I don't know what tools you have available, but here is how I would consider this problem. If it uses terminology you do not know yet, you might come back to my answer later. This is intentionally not a direct path to the solution, rather the path I went though to solve the problem.

Write this system as a matrix equation:

$$\left( \begin{array}{ccc} 2 & 1 & -1 \\ 1 & -2 & -3 \\ -3 & -1 & 2 \end{array} \right) \left( \begin{array}{c} x \\ y \\ z \end{array} \right) = \left( \begin{array}{c} a \\ b \\ c \end{array} \right)$$

If the matrix were invertible, we could multiply both sides by the inverse and get relations between $x,y,z$ and $a,b,c$.

$$\left( \begin{array}{c} x \\ y \\ z \end{array} \right) = \left( \begin{array}{ccc} 2 & 1 & -1 \\ 1 & -2 & -3 \\ -3 & -1 & 2 \end{array} \right)^{-1} \left( \begin{array}{c} a \\ b \\ c \end{array} \right)$$

But that matrix is not invertible: it has determinant 0, or you can see that the first column plus the third column equals the second column, so that the columns are not linearly independent.

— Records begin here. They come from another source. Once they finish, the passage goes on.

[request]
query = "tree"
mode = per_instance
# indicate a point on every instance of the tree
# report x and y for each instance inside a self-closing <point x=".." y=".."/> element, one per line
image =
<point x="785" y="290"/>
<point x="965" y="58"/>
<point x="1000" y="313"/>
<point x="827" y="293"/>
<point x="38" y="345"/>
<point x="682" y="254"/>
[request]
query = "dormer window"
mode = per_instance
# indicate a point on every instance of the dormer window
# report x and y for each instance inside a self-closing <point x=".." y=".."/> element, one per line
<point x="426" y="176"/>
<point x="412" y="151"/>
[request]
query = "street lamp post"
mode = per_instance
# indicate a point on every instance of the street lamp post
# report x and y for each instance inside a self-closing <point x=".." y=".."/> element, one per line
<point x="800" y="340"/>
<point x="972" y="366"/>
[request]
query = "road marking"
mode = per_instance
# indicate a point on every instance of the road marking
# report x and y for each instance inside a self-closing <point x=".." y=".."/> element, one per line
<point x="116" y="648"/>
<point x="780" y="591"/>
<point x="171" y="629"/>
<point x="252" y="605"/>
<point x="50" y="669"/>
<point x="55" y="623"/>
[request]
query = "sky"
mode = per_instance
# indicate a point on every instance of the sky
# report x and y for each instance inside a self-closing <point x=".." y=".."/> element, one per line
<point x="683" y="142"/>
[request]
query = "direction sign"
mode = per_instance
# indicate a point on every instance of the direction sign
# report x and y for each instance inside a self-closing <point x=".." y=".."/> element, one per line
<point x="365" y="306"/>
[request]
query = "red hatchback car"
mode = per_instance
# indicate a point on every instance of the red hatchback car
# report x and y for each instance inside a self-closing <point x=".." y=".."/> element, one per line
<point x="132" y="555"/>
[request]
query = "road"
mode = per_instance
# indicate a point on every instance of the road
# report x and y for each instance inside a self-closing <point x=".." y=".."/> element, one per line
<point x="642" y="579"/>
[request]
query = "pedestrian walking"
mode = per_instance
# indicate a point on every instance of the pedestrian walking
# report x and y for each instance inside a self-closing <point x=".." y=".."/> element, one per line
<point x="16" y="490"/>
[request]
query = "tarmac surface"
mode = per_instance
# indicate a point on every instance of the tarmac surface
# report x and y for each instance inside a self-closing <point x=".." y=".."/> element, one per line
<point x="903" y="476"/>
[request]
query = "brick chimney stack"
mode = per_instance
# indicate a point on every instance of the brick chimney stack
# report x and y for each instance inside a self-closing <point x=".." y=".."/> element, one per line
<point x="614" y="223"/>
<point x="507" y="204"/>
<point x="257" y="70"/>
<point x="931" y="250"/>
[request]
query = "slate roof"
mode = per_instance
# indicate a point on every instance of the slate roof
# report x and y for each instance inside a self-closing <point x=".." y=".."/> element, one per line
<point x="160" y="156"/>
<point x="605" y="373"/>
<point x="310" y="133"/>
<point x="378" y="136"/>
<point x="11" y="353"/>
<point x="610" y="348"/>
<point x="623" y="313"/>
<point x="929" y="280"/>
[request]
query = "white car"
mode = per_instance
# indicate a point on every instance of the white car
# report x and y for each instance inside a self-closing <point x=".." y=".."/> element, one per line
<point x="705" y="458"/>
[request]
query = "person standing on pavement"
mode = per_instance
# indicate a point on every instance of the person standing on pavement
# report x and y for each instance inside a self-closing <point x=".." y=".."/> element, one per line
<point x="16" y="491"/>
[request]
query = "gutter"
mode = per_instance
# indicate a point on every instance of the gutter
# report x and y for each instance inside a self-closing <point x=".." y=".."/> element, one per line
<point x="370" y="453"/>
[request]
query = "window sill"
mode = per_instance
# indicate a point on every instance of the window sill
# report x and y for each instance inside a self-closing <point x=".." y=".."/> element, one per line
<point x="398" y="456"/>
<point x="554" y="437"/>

There has to be a dependence among the rows as well, but it is not as obvious. The "row reduced echelon form" is a good tool for finding column dependencies, so we use it on the transpose of the coefficient matrix (making the rows we want to relate into columns).

$$\text{rref} \left( \begin{array}{ccc} 2 & 1 & -3 \\ 1 & -2 & -1 \\ -1 & -3 & 2 \end{array} \right) = \left( \begin{array}{ccc} 1 & 0 & -7/5 \\ 0 & 1 & -1/5 \\ 0 & 0 & 0 \end{array} \right)$$

For solving $\alpha (2, 1, -1) + \beta(1,-2,-3) + \gamma(-3,-1,2) = 0$, this result means $\alpha - (7/5)\gamma = 0$ and $\beta - (1/5)\gamma = 0$. Since $\gamma$ in independent, make things easy by choosing $\gamma = 5$, which gives $\alpha = 7$ and $\beta = 1$.

So on the left-hand side of the original system, $$7(2x+y-z) + (x-2y-3z) + 5(-3x-y+2z) = 0.$$ Keeping track of the right-hand side gives the dependency you want, $7a + b + 5c = 0$. (It's interesting how row reduction and inner products as used by Luboš lead to the same result.)